• September 9, 2011

“My client fell and was badly hurt on your property and it is your fault…”  Is that sufficient detail to state a personal injury claim under the standard in federal court?  Irina Reshetnikova and her lawyer presumably hope so because that is, more or less, the sum total of her complaint, which she brought in Minnesota state court but which the defendants removed to federal court this week (defendants live in Charlotte, North Carolina (where their friend Irina had her fall) so they therefore claim a right to federal court based on diversity of citizenship).

On the one hand, federal courts, directed by the U.S. Supreme Court hold that, “While a complaint attacked by a Rule 12(b)(6) motion to dismiss does not need detailed factual  allegations, a plaintiff’s obligation to provide the `grounds’ of his `entitlement to relief’ requires more than labels and conclusions, and a formulaic recitation of the elements of a cause of action will not do.”

On the other hand, federal courts, directed by the U.S. Supreme Court, are instructed that a very bare-bones negligence complaint is acceptable (see Form 11 of the Federal Rules of Civil Procedure).  There is also Eighth Circuit precedent suggesting that adherence to the barebones forms is sufficent.

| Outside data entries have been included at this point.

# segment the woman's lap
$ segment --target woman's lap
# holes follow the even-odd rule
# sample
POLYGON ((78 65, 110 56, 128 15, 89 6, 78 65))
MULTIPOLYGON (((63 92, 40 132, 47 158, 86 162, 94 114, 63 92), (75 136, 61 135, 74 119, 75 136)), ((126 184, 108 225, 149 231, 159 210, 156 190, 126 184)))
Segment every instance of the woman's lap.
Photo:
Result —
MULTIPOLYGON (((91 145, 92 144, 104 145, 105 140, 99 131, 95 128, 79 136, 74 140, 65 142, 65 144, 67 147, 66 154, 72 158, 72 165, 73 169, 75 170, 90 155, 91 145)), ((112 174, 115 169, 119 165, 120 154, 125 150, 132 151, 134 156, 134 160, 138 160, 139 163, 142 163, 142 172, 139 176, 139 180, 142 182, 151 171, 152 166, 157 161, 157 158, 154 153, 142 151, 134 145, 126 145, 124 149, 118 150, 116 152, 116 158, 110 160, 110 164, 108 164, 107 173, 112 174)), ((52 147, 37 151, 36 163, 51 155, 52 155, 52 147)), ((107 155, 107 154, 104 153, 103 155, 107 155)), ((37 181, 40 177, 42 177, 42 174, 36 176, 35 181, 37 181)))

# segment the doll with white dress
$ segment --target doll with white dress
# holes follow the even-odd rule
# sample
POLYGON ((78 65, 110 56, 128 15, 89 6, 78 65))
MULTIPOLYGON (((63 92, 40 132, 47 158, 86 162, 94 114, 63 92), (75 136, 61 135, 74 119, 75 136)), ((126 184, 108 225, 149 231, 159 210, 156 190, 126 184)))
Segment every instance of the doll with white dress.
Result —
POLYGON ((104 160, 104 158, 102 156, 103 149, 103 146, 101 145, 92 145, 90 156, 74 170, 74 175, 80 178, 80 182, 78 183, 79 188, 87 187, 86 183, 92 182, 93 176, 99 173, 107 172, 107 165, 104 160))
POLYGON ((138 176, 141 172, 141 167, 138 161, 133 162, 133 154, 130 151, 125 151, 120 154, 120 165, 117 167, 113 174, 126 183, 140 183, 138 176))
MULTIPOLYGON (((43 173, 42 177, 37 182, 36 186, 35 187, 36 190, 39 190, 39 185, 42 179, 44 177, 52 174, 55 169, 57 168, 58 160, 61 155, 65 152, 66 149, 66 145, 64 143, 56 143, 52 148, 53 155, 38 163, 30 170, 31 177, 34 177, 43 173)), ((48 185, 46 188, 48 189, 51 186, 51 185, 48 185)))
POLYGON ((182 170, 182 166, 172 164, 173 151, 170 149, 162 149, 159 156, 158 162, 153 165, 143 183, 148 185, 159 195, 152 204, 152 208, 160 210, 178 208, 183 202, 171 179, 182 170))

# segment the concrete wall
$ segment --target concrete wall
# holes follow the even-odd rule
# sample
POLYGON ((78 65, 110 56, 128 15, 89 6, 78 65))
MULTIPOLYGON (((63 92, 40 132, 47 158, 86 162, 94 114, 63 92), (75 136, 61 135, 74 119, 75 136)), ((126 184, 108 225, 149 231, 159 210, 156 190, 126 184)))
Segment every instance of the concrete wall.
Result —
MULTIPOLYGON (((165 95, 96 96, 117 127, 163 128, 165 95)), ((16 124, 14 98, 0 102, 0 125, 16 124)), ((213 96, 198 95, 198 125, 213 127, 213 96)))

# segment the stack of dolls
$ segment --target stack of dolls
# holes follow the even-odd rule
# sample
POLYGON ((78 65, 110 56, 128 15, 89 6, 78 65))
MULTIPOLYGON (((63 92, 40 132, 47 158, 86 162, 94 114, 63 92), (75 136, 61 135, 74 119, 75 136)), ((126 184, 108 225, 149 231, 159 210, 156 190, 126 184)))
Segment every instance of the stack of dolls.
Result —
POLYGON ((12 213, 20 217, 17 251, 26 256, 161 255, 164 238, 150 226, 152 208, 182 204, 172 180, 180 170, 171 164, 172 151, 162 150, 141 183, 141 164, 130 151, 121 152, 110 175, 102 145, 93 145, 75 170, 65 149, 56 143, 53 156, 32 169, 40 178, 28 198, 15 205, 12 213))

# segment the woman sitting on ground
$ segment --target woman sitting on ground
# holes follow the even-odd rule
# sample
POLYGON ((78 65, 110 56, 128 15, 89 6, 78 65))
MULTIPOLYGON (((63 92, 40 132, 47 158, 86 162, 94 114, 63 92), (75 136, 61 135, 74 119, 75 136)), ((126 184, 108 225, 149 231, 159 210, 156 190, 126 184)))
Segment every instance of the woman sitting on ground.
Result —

So perhaps the “heightened pleading standard” set by the U.S. Supreme Court in the Iqbal and Twombly decisions will, over time, seem to be applied more rigorously in some cases than others and less rigorously in those cases that adhere to the court’s own rules as to acceptable pleadings?

Time will tell.  It will be interesting to see if defendants in the Reshetnikova case take a run at the sufficiency of the complaint against them before Sr. U.S. District Court Judge Paul A. Magnuson (D. Minn.), to whom the case has been assigned.